# Home Credit Modeling

In [1]:
import numpy as np
import pandas as pd
import seaborn as sns
import matplotlib.pyplot as plt
from scipy.stats import iqr, randint, uniform
import lightgbm as lgb
import xgboost as xgb
from sklearn.naive_bayes import GaussianNB
from sklearn.ensemble import RandomForestClassifier, ExtraTreesClassifier, GradientBoostingClassifier, BaggingClassifier, AdaBoostClassifier
from sklearn.linear_model import LogisticRegressionCV, LogisticRegression, SGDClassifier
from sklearn.preprocessing import Imputer, StandardScaler, QuantileTransformer
from sklearn.model_selection import train_test_split, cross_val_score, StratifiedKFold
from sklearn.discriminant_analysis import LinearDiscriminantAnalysis
from sklearn.metrics import roc_auc_score
from sklearn.feature_selection import SelectKBest, f_classif
import pickle
from skopt import gp_minimize
from skopt.plots import plot_convergence
import gc
from IPython.display import display
import warnings

warnings.simplefilter("ignore")

pd.options.display.max_columns = None

%load_ext autotime

gc.enable()
np.random.seed(235)

path = "/Users/dsaxton/home_credit_default/"

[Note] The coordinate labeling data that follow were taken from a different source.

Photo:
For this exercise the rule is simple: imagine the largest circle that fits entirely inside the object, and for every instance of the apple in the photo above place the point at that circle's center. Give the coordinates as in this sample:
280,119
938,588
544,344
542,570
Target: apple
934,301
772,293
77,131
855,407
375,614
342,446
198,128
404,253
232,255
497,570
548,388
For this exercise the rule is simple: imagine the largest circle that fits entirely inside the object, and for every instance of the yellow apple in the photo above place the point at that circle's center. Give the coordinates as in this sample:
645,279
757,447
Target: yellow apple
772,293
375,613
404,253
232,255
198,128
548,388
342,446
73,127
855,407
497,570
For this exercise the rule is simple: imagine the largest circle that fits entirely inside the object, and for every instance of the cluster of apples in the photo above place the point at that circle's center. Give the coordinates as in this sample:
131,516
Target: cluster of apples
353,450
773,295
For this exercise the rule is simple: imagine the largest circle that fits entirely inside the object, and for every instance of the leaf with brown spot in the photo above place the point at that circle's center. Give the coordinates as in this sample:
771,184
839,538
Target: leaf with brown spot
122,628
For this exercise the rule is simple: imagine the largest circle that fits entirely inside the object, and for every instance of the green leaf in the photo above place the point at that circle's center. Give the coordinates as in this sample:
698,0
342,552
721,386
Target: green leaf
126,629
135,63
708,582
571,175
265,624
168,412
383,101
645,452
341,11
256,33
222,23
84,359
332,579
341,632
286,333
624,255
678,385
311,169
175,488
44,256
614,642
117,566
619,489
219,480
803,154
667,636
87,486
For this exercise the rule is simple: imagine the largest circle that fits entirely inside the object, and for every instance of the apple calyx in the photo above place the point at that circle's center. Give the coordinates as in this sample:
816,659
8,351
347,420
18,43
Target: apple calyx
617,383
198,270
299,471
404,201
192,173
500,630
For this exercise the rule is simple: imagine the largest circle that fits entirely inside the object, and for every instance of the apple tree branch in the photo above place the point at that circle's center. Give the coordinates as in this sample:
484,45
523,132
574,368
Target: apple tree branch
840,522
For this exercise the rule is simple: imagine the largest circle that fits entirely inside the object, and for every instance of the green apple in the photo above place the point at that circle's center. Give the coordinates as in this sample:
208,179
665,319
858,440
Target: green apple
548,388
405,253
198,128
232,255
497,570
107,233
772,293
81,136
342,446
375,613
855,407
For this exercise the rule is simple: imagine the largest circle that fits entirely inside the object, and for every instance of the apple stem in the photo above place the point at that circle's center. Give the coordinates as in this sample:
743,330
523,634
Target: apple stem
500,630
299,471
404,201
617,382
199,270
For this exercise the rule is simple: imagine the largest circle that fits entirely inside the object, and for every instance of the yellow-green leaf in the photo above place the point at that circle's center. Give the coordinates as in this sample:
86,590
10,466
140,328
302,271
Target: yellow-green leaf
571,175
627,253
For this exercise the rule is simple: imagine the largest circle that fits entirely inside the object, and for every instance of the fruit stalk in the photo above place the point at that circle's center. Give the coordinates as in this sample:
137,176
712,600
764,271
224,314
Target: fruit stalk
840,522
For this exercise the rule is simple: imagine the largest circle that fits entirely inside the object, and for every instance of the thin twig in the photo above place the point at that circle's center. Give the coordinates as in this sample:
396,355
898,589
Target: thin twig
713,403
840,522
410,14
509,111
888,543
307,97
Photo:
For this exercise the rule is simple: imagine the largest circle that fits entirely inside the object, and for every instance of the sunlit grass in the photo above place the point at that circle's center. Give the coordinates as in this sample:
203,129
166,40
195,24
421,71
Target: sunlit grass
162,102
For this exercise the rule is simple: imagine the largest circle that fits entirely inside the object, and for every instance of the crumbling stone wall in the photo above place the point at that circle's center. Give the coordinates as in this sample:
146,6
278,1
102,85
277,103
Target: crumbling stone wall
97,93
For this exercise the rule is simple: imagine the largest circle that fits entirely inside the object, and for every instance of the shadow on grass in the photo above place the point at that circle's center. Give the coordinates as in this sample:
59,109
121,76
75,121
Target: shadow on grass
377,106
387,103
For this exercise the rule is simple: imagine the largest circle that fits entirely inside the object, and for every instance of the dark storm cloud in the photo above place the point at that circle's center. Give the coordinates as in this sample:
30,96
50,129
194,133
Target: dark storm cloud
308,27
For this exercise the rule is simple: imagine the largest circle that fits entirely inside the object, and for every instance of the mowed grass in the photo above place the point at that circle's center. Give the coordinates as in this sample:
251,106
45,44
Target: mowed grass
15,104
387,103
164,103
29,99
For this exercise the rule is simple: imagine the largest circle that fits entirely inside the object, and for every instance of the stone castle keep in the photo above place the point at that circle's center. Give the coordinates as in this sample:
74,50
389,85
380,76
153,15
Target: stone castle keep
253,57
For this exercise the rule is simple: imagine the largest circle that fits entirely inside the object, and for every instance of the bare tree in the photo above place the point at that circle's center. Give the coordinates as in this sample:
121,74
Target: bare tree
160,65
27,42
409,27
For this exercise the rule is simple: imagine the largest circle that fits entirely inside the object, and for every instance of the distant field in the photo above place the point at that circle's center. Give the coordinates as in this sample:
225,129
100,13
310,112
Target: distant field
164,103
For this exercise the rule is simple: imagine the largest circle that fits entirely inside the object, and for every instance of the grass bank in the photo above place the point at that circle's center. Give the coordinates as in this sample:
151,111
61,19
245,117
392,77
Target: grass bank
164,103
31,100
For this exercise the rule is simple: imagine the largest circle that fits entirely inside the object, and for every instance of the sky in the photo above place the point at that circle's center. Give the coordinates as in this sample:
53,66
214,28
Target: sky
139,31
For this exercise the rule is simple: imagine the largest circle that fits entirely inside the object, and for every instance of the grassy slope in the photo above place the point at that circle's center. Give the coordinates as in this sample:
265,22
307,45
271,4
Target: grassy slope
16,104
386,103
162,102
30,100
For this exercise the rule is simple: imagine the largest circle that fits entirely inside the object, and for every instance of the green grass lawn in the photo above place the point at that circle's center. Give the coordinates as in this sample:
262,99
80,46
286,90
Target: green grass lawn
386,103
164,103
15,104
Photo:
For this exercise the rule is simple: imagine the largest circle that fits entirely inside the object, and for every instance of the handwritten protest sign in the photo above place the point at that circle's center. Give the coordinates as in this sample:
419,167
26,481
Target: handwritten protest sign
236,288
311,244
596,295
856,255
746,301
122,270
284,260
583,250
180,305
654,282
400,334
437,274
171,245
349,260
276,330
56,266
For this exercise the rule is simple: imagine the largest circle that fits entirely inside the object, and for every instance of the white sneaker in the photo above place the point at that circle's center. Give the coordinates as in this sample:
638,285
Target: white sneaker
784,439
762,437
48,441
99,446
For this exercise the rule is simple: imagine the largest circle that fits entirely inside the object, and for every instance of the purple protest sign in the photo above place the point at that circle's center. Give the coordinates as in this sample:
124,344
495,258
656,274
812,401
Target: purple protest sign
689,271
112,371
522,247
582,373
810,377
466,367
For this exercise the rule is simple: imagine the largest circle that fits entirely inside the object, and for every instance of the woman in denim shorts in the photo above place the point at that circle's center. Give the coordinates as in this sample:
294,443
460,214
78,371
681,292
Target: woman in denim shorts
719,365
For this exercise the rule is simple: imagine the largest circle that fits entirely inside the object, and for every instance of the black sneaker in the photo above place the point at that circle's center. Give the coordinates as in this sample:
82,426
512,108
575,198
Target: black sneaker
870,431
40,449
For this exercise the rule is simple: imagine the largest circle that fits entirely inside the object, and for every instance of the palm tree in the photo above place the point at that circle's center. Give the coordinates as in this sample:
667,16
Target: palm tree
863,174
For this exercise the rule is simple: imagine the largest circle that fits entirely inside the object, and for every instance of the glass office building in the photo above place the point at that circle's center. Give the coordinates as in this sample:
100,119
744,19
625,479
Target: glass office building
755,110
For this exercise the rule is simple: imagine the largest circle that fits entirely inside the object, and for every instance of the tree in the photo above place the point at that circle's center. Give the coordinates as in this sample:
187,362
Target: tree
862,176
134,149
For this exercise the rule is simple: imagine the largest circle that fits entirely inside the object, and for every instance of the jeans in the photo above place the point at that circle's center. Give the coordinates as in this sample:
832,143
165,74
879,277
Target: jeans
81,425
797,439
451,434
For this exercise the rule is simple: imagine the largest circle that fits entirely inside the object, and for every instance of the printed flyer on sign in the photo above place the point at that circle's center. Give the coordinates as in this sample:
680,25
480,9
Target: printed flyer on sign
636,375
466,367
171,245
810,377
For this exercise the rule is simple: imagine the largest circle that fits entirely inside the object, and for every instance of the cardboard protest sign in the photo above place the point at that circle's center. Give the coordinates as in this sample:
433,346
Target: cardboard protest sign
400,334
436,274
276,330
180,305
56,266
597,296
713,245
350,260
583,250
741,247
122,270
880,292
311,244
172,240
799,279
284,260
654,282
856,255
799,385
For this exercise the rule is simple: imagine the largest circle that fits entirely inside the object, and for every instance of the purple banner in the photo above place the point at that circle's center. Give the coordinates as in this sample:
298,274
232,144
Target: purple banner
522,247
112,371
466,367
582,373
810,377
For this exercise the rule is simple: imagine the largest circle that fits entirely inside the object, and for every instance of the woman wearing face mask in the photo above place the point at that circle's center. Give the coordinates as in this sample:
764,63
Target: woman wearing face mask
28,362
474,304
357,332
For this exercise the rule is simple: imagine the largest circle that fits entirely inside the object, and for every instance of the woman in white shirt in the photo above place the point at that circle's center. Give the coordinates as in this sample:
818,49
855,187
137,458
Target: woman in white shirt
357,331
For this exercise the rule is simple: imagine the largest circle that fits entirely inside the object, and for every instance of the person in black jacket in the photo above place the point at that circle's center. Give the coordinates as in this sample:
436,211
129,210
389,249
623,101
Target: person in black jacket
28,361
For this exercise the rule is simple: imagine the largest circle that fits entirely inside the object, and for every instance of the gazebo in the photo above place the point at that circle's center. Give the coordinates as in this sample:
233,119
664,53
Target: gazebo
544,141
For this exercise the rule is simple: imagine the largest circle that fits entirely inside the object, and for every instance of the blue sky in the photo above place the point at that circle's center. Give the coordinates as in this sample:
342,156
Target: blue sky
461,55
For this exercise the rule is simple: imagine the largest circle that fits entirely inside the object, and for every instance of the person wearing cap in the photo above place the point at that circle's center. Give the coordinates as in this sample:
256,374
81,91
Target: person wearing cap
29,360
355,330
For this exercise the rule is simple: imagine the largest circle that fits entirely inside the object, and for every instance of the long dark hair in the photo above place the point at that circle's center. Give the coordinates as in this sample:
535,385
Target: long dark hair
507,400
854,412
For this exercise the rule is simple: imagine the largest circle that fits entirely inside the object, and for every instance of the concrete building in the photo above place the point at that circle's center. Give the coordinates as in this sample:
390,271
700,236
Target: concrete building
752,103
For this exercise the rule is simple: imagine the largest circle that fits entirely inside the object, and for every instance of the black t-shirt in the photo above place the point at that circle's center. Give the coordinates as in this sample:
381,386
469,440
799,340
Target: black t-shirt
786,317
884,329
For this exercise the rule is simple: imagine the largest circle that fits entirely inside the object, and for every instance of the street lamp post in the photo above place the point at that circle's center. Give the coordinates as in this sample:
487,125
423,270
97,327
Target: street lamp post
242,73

impute = Imputer(strategy="median")
quant = QuantileTransformer(output_distribution="normal")
stand = StandardScaler()

def get_imp(clf, cols):
    frame = (pd.DataFrame({"Variable": cols, 
                        "Importance": clf.feature_importances_}).
             sort_values(by="Importance", ascending=False).
             reset_index(drop=True))
    
    return frame

#### Load the data

In [2]:
df = pd.read_csv(path + "train.csv")
sk_id_curr = df.pop("SK_ID_CURR")
y = df.pop("TARGET")

time: 48.1 s


# LightGBM

#### Select features

In [3]:
clf = lgb.LGBMClassifier(n_estimators=1000, num_leaves=23, subsample=0.5)
clf.fit(df, y)

lgb_cols = df.columns[clf.feature_importances_ > 0]
len(lgb_cols)

519

time: 4min 4s


In [4]:
var_imp = get_imp(clf, df.columns)
var_imp.head()

Unnamed: 0,Variable,Importance
0,EXT_SOURCE_3,325
1,EXT_SOURCE_2,320
2,EXT_SOURCE_1_DIV_DAYS_BIRTH,217
3,AMT_CREDIT_DIV_AMT_ANNUITY,210
4,AVG_AGG_SYNTHETIC_TARGET,194


time: 40 ms


#### CV performance

In [None]:
params = {"n_estimators": 5000, 
          "num_leaves": 500, 
          "min_data_in_leaf": 1000,
          "learning_rate": 0.01, 
          "bagging_fraction": 0.5, 
          "bagging_freq": 1, 
          "feature_fraction": 0.5, 
          "lambda_l2": 1}

to_drop = [c for c in df if "PROJ" in c]

lgb_data = lgb.Dataset(data=df[lgb_cols].drop(to_drop, axis=1), 
                       label=y)

cv_result = lgb.cv(params=params, 
                   train_set=lgb_data, 
                   nfold=5, 
                   metrics="auc", 
                   early_stopping_rounds=200, 
                   stratified=True, 
                   shuffle=True, 
                   verbose_eval=100, 
                   show_stdv=True, 
                   seed=2357)

cv_result = pd.DataFrame(cv_result)

[100]	cv_agg's auc: 0.769725 + 0.00193869
[200]	cv_agg's auc: 0.776739 + 0.00170675
[300]	cv_agg's auc: 0.781761 + 0.00171266
[400]	cv_agg's auc: 0.784902 + 0.00175227


In [None]:
cv_result.tail()

#### Fit full models

In [6]:
lgb1 = lgb.LGBMClassifier(n_estimators=2500, 
                               num_leaves=500, 
                               min_data_in_leaf=1000,
                               learning_rate=0.005, 
                               bagging_fraction=0.5, 
                               bagging_freq=1, 
                               feature_fraction=0.5, 
                               lambda_l2=1, 
                               random_state=2357) 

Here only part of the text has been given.